We will be consuming data about various characteristics of Wheat seeds and clustering them into groups using various clustering techniques.

Data Preparation

Data Import


We have taken the dataset from Kaggle, data source link Wheat Seed.
The examined group comprised kernels belonging to three different varieties of wheat: Kama, Rosa and Canadian, 70 elements each, randomly selected for the experiment. High quality visualization of the internal kernel structure was detected using a soft X-ray technique. It is non-destructive and considerably cheaper than other more sophisticated imaging techniques like scanning microscopy or laser technology. The images were recorded on 13x18 cm X-ray KODAK plates. Studies were conducted using combine harvested wheat grain originating from experimental fields, explored at the Institute of Agrophysics of the Polish Academy of Sciences in Lublin.
The objective is to demonstrate in R to analyze all relevant wheat seed data and cluster into groups.

We are importing the Wheat seed (kernels) data and performing preliminary analysis.

library(rmarkdown)
library(ggplot2)
library(GGally)
library(grid)
library(gridExtra)
library(corrplot)
library(tidyverse)
library(tidyr)
library(caret)
library(knitr)
library(mgcv)
library(dplyr)
library(ROCR)
library(factoextra)
library(gridExtra)
library(fpc)
library(cluster)
library(mclust)
set.seed(12345)
seed <- read.csv("~/Seed_Data.csv")
dim(seed)
## [1] 210   8
str(seed)
## 'data.frame':    210 obs. of  8 variables:
##  $ A     : num  15.3 14.9 14.3 13.8 16.1 ...
##  $ P     : num  14.8 14.6 14.1 13.9 15 ...
##  $ C     : num  0.871 0.881 0.905 0.895 0.903 ...
##  $ LK    : num  5.76 5.55 5.29 5.32 5.66 ...
##  $ WK    : num  3.31 3.33 3.34 3.38 3.56 ...
##  $ A_Coef: num  2.22 1.02 2.7 2.26 1.35 ...
##  $ LKG   : num  5.22 4.96 4.83 4.8 5.17 ...
##  $ target: int  0 0 0 0 0 0 0 0 0 0 ...

There are 210 records of kernels and 8 variables.

We will convert variable target to factors and change the names of the columns to something meaningful.

seed$target <- seed$target + 1
seed$target <- factor(seed$target)
names(seed)[names(seed) == "A"] <- "Area"
names(seed)[names(seed) == "P"] <- "Perimeter"
names(seed)[names(seed) == "C"] <- "Compactness"
names(seed)[names(seed) == "LK"] <- "Length"
names(seed)[names(seed) == "WK"] <- "Width"
names(seed)[names(seed) == "LKG"] <- "Length_groove"

Here is the data.

paged_table(seed)

Data Cleaning


Missing Values

We are checking if there are any missing values in any of the variables.

colSums(is.na(seed))
##          Area     Perimeter   Compactness        Length         Width 
##             0             0             0             0             0 
##        A_Coef Length_groove        target 
##             0             0             0
print(paste(sum(complete.cases(seed)),"Complete cases!"))
## [1] "210 Complete cases!"
any(is.null(seed))
## [1] FALSE

We see that there are no missing values in any of the variables and there are 210 complete cases. Also, there are no invalid or spurious data in the dataset.

Negative Values

We are checking if there are any negative values in any of the variables.
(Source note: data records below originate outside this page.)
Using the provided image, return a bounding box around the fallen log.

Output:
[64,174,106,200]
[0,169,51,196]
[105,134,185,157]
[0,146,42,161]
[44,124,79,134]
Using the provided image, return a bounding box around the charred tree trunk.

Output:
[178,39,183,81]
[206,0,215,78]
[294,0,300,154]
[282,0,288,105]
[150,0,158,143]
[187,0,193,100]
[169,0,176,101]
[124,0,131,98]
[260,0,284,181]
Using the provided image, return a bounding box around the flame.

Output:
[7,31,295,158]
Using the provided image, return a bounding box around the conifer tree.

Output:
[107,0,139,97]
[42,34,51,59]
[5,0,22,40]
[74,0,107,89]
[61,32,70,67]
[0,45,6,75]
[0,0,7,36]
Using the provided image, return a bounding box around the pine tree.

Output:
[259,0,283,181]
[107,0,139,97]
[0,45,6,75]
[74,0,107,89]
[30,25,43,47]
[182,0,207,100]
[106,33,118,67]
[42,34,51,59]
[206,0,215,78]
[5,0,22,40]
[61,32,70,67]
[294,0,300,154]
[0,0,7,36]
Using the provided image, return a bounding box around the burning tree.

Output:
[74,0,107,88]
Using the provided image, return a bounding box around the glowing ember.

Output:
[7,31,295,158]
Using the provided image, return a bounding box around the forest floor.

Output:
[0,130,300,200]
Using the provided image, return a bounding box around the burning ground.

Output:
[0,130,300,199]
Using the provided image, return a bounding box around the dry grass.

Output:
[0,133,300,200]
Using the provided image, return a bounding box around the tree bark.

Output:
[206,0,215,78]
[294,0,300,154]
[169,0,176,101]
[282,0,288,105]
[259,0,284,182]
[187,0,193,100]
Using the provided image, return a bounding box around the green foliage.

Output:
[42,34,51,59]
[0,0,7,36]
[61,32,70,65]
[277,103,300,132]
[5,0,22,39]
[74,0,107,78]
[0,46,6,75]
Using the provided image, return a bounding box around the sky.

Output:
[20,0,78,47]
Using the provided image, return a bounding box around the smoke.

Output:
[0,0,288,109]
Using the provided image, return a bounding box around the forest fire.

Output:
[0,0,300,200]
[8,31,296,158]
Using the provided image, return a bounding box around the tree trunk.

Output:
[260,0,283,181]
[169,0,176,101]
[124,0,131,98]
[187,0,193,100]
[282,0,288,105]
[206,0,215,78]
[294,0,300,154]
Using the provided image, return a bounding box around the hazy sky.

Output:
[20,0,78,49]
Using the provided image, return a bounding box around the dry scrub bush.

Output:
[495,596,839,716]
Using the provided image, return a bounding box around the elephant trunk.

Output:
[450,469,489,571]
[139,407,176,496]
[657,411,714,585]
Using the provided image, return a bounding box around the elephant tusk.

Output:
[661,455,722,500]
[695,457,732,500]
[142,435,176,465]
sum(rowMeans(seed < 0), na.rm = TRUE)
## [1] 0

We see that there are no negative values in any of the variables.

Duplicate Records

We are checking if there are duplicate records in the dataset which is redundant and hence needs to be removed.

dim(unique(seed))[1]
## [1] 210

There is no duplicate records in the dataset

Data Dictionary

Data Dictionary


Variable Type Description
Area double area of the kernel
Perimeter double perimeter of the kernel
Compactness double Compactness of the kernel, which is eual to 4piA/P^2
Length double length of kernel
Width double width of kernel
A_Coef double asymmetry coefficient
Length_groove double length of kernel groove
target factor variety of kernel - Kama, Rosa, or Canadian, stored as 1,2,and 3

EDA

Correlation between variables

corrplot(cor(seed[,1:7]), type = "lower", method = "number")

  • Area and Perimeter are highly positive correlated.
  • Area and Width are highly positive correlated as Length and Perimeter.
  • Length and Area, Width and Perimeter, Length and Length_groove are all highly positively correlated.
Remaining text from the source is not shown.